In part 4 of this Exclusive Interview, Dr. Mary Loeken talks with Diabetes in Control Publisher Steve Freed during the ADA meeting in San Diego, CA about what can be done towards preventing a diabetes birth defect in women with diabetes.
Mary Loeken, PhD is an Associate Professor of Medicine at Harvard Medical School and an Investigator at Joslin Diabetes Center.
Transcript of this video segment:
Steve: What can diabetic women or their doctors do to reduce the risk that a birth defect will occur?
Dr. Loeken: So as I said, plan pregnancies, make sure that HbA1cs are in an advisable range, taking folic acid as would be advised for any women planning a pregnancy, and try to avoid unplanned pregnancies. But then just really be up on your cycles and if you might be pregnant to monitor your blood glucose frequently and try to keep the levels in a healthy range. You don’t want to be hypoglycemic either, and you certainly don’t want to avoid hyperglycemia.
Steve: Can you speak of the use of metformin and glyburide in pregnancy?
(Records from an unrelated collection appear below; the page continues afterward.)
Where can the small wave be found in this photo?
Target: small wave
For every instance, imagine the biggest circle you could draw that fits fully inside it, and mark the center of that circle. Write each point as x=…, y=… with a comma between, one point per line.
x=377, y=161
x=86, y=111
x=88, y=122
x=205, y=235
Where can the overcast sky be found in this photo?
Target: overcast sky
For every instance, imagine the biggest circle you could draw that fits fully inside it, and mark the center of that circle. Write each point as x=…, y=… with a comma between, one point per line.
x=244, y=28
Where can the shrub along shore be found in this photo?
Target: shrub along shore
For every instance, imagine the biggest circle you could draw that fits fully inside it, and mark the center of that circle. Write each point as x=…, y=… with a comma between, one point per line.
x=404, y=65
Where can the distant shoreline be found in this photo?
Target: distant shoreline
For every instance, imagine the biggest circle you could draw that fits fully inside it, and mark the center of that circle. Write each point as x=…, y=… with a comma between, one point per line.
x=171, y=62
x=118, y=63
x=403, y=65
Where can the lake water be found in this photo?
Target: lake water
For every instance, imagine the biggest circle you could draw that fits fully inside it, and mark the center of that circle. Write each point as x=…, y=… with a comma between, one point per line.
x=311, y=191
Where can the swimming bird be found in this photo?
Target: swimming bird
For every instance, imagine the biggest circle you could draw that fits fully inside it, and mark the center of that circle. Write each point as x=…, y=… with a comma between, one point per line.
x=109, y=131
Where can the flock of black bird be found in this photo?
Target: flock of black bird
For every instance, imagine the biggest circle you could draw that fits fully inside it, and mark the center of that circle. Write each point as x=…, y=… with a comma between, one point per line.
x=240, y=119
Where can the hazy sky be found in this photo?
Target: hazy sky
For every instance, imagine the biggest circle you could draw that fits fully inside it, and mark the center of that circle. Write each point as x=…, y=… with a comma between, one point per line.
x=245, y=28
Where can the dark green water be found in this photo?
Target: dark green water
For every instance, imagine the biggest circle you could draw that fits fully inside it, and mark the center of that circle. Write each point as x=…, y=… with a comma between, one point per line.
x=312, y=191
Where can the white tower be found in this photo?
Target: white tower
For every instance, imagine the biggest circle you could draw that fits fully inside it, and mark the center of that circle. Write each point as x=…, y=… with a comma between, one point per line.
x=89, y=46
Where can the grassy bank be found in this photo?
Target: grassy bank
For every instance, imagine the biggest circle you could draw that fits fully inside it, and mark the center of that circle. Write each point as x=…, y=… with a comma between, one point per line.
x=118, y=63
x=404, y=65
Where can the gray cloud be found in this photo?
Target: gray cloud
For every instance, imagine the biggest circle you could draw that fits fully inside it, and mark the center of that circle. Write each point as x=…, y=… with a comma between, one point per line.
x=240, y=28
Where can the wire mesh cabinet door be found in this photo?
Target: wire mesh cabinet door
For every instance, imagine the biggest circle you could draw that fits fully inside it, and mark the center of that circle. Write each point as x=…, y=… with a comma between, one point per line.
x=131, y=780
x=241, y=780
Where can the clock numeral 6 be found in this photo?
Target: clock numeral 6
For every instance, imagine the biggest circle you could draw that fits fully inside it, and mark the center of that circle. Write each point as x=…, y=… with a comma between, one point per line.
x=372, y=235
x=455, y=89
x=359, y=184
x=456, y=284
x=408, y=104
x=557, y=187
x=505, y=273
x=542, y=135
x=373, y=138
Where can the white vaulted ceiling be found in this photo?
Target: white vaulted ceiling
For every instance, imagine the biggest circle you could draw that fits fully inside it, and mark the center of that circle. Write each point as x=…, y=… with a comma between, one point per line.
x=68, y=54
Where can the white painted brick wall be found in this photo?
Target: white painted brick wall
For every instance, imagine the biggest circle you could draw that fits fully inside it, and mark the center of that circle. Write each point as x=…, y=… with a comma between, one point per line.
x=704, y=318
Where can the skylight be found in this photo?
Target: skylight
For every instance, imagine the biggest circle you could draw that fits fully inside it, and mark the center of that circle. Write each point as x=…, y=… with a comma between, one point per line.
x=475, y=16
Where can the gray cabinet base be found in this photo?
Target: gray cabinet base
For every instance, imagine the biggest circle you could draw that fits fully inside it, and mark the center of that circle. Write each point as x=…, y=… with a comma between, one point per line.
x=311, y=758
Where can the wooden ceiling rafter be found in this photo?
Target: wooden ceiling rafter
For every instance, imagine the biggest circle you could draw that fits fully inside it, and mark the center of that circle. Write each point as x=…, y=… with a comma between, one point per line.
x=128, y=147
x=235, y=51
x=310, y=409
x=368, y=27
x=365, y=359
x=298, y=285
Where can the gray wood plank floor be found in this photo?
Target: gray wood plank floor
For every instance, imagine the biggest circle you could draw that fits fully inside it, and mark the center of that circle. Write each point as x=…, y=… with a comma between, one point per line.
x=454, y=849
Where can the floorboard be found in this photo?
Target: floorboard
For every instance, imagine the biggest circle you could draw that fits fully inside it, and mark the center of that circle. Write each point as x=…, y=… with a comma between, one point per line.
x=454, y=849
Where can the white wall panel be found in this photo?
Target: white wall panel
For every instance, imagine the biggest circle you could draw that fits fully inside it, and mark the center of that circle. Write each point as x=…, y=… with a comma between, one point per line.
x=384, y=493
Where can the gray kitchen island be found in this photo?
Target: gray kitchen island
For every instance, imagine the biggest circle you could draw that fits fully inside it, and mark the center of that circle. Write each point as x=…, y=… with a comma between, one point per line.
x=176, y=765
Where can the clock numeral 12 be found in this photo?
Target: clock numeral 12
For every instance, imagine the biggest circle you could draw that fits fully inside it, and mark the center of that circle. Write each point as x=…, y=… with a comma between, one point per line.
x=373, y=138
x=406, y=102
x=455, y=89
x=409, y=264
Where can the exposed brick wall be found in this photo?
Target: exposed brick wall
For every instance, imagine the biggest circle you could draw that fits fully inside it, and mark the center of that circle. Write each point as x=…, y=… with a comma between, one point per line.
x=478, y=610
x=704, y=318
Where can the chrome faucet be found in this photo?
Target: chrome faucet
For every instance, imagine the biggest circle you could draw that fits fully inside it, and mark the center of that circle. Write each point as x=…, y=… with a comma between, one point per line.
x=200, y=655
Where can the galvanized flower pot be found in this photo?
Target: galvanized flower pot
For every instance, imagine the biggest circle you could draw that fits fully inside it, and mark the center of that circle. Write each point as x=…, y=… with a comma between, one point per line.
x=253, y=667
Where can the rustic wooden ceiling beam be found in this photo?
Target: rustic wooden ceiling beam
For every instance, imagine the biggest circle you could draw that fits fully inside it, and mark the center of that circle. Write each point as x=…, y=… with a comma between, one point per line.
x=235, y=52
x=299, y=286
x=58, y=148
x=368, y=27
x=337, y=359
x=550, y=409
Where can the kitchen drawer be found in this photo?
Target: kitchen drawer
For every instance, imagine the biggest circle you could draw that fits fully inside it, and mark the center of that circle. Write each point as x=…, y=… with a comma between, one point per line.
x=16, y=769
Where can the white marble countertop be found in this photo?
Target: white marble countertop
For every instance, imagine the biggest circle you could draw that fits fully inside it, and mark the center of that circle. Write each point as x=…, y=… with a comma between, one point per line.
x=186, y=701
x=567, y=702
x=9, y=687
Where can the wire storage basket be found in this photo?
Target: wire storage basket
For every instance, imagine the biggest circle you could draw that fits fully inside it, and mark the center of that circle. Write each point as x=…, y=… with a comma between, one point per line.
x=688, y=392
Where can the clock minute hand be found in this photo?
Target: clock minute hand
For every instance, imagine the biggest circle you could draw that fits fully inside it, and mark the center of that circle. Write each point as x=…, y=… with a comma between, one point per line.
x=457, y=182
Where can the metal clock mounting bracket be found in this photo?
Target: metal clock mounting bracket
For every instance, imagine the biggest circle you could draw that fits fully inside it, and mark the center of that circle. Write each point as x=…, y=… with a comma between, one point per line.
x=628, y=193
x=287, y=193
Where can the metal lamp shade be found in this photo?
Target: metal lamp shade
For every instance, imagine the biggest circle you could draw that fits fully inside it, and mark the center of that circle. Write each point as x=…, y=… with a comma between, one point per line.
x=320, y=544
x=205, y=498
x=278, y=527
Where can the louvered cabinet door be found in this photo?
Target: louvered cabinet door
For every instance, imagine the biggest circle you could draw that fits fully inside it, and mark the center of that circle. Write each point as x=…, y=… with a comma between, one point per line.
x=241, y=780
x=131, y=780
Dr. Loeken: Women may be taking either glyburide or metformin if they have type 2 diabetes, not type 1 diabetes. Many women, who are not necessarily diabetic but have polycystic ovarian syndrome, may be taking metformin with or without other drugs to try to improve their glucose tolerance, but also to normalize their menstrual cycles and their symptoms of polycystic ovarian syndrome. One of the reasons that we looked at metformin, and that’s the reason that I will be speaking about metformin here, is that one of the pathways that we’ve shown to be activated by high glucose in the embryo, leading to abnormal gene expression, is an enzyme that can be stimulated by metformin in the liver. So, we asked whether or not this enzyme might be stimulated in mouse embryos if you give their mothers metformin. And we gave them a dose that would be approximately the higher end of the dose that women might be taking. Although we did see that metformin may be stimulating this enzyme in the mouse mothers’ livers, we did not see any effect on the embryo. We didn’t see any stimulation of the enzyme and we didn’t see any malformations. What we think that’s due to is the fact that just as glucose has transporters that get it into the cells, there are transporters for metformin that get it into cells also. It looks like the early embryo, at least during the stage of development when malformations can occur, express very low levels of metformin transporters. So, they are not at risk, which is good. We know that having high glucose levels are increasing risks for malformations and we didn’t want to counteract the beneficial effects of increasing good glucose control by having a drug, metformin, that might counteract due to stimulation of the enzyme that high glucose regulates. So, it looks like metformin does not have that risk, at least in mice embryos. Obviously, you can’t do those same studies in human embryos. Looking at later pregnancy, there are still a lot of unanswered questions. Again. there are beneficial effects to the outcome of pregnancy from studies looking at metformin. Many women find is easier to take metformin, if they gave gestational diabetes or type 2 diabetes later in pregnancy, than insulin injections. But, those studies are still ongoing and I am not going to speak to recommendations there.
With regard to glyburide, so glyburide does not cross the placenta, not at meaningful levels. However, the embryo at the stage of development when malformations can occur doesn’t have a placenta, so glyburide could be exposed to the embryo. We know that the way that glyburide works is by binding to a protein that regulates the potassium channel, and that is expressed on pancreatic beta cells and not a lot of other tissues. The embryo at this stage of development doesn’t have pancreatic beta cells. So, if a mother is taking glyburide and becomes pregnant, I’m not saying that it is advisable, but we don’t have basic science evidence that there are cellular responses in the embryo that could be activated by glyburide.